Atualmente o Departamento conta com um quadro de pessoal próprio
de 3 (três) Agrônomos, 1(um) Indigenista, servidores de
apoio administrativo e 3 (três) estagiários de nível
superior (Geógrafo, Bióloga e Engenheiro de Alimentos);
conta ainda com 2 (dois) Agrônomos e 1 (um) Engenheiro Florestal
prestando consultoria.
O CGDC também desenvolve ações no sentido de estabelecer
parcerias com entidades governamentais e não-governamentais para
captação de recursos humanos, materiais e financeiros
que venham a proporcionar melhoria no atendimento aos povos indígenas
e conseqüente melhoria na sua qualidade de vida.
Descrição das Atividades e Metas
Alcançadas - Exercício 2000
Os
projetos atendidos pelo Departamento de Desenvolvimento Comunitário
- CGDC têm como finalidade apoiar as atividades de Auto-sustentação
das Comunidades Indígenas e concentra-se nas atividades abaixo
descritas. Fomento
às Atividades Agroflorestais em Terras Indígenas –
Esta
ação procura desenvolver modelos de manejo de recursos
naturais compatíveis com as especifidades sociais, tecnológicas,
ambientais, culturais e econômicas de cada grupo indígena,
considerando também sua inserção no contexto local
e regional.
Tem como produto o aumento da oferta de alimentos - flora e fauna (caça
e pesca), de ervas medicinais e de matéria-prima para confecção
de utensílios domésticos e de artesanato, além
de pequenas obras: residências, pontes e infra-estrutura de produção.
No caso de excedentes de produção, busca-se a racionalização
da produção com vistas no comércio local/regional.
De
um total de 21.976 ha previstos, foi possível realizar 7.471
ha. Fomento
ao Extrativismo de Recursos Naturais em Terras Indígenas –
Esta
ação procura racionalizar a atividade extrativista já
desenvolvida pelos grupos indígenas, a partir do fornecimento
de insumos e implantação de pequenas unidades de beneficiamento,
que possibilitarão agregação de valor aos produtos
e uma participação qualificada nos mercados local/regional.
De um total de 131 ton previstas, foi computada a produção
de 44 ton. Atividade
Pecuária em Terras Indígenas – Esta
ação procura desenvolver a criação racional
do rebanho com manejo adequado e introdução de tecnologias
compatíveis com o entendimento de cada comunidade cndígena.
São consideradas para o desenvolvimento desta ação
a adequação ambiental e a experiência da comunidade.

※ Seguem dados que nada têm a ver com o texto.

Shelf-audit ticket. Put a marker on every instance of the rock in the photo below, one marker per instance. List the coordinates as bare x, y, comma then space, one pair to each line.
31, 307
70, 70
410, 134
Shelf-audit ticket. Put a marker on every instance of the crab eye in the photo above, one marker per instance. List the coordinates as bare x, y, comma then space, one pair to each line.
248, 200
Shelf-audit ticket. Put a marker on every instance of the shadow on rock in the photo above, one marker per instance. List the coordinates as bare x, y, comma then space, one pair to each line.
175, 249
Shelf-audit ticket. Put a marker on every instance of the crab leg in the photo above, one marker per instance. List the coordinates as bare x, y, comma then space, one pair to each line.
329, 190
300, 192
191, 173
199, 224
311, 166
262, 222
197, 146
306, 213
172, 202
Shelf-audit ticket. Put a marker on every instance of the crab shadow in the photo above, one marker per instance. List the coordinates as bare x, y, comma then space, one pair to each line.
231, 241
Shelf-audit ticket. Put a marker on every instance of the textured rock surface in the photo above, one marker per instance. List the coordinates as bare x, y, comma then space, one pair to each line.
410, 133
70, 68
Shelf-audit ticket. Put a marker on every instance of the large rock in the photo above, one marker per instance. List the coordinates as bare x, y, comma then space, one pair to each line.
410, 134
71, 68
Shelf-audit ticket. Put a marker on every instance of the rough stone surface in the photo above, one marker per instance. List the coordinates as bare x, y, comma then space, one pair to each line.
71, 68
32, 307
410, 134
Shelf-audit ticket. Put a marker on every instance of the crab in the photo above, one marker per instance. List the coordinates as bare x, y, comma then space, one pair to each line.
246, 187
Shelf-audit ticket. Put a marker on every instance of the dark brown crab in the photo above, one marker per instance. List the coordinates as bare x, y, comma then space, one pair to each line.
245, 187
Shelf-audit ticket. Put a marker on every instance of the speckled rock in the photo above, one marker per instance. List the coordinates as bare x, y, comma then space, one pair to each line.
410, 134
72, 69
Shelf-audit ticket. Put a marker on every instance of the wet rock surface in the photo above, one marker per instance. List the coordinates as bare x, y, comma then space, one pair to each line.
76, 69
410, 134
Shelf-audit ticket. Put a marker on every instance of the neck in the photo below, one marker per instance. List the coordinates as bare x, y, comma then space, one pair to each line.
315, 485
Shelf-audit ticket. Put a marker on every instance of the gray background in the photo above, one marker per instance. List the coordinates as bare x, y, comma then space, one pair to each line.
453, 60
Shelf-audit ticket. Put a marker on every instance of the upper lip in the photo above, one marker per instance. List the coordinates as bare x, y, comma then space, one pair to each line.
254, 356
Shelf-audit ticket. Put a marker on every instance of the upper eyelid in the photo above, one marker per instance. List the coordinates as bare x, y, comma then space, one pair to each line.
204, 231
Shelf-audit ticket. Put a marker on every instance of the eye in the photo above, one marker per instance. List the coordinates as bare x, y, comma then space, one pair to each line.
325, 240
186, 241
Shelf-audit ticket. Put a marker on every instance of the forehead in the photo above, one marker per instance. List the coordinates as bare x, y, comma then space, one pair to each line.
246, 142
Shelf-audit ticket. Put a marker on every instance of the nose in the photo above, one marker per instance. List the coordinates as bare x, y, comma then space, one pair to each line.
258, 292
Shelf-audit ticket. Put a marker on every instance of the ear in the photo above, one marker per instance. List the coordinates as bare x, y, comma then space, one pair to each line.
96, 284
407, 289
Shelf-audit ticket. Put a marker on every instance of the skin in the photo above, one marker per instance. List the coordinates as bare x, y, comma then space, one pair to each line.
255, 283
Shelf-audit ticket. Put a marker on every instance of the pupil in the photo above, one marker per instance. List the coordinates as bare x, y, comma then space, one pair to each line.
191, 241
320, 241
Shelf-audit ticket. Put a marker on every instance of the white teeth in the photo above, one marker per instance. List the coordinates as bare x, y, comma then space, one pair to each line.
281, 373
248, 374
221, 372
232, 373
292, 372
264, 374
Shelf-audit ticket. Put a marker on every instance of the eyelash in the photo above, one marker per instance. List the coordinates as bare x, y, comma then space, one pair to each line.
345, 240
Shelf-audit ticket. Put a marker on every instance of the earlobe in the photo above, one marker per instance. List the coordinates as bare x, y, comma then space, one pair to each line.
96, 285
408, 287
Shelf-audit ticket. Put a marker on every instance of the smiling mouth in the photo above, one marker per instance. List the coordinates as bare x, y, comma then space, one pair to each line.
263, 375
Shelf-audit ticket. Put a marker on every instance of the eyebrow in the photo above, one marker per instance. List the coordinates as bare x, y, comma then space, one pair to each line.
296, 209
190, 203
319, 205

Conta essa ação com as seguintes tecnologias de produção:
-
mineralização do rebanho;
- controle sistemático de zoonoses e parasitas externos e internos;
- manejo correto do rebanho;
- divisão e manejo das pastagens;
- complementação protéica no período seco;
- melhoramento do rebanho através de monta controlada e
- treinamento dos índios para exercerem o gerenciamento da
atividade. De
um total de 3.190 cabeças, em 443 projetos, foram efetivamente
realizados 1.084 cabeças em 150 projetos.
Fomento
às Atividades Agroindustriais de Pequeno Porte em Terras Indígenas
– Esta
ação promove, junto às Comunidades Indígenas,
a possibilidade de processamento dos produtos oriundos das suas roças
e do Extrativismo, com vistas no consumo pela comunidade e na comercialização
de excedentes.
Contará essa ação com a introdução
de tecnologia própria para o beneficiamento da produção,
agregando-lhes valor de forma a atender às exigências
dos mercados.
Para o sucesso da ação são necessários
a implantação de infra-estrutura básica para
o processamento da produção e melhoramento das vias
de acesso e meios de transportes a serem utilizados no escoamento
dos produtos provenientes das agroindústrias de pequeno porte.
Como exemplo de agroindústrias podemos citar: casas de farinha,
casas de processamento do mel, casa para processamento de frutos e
casa para extração de óleo da castanha, entre
outros.
De um total de 312 projetos, foram realizados efetivamente 106 projetos.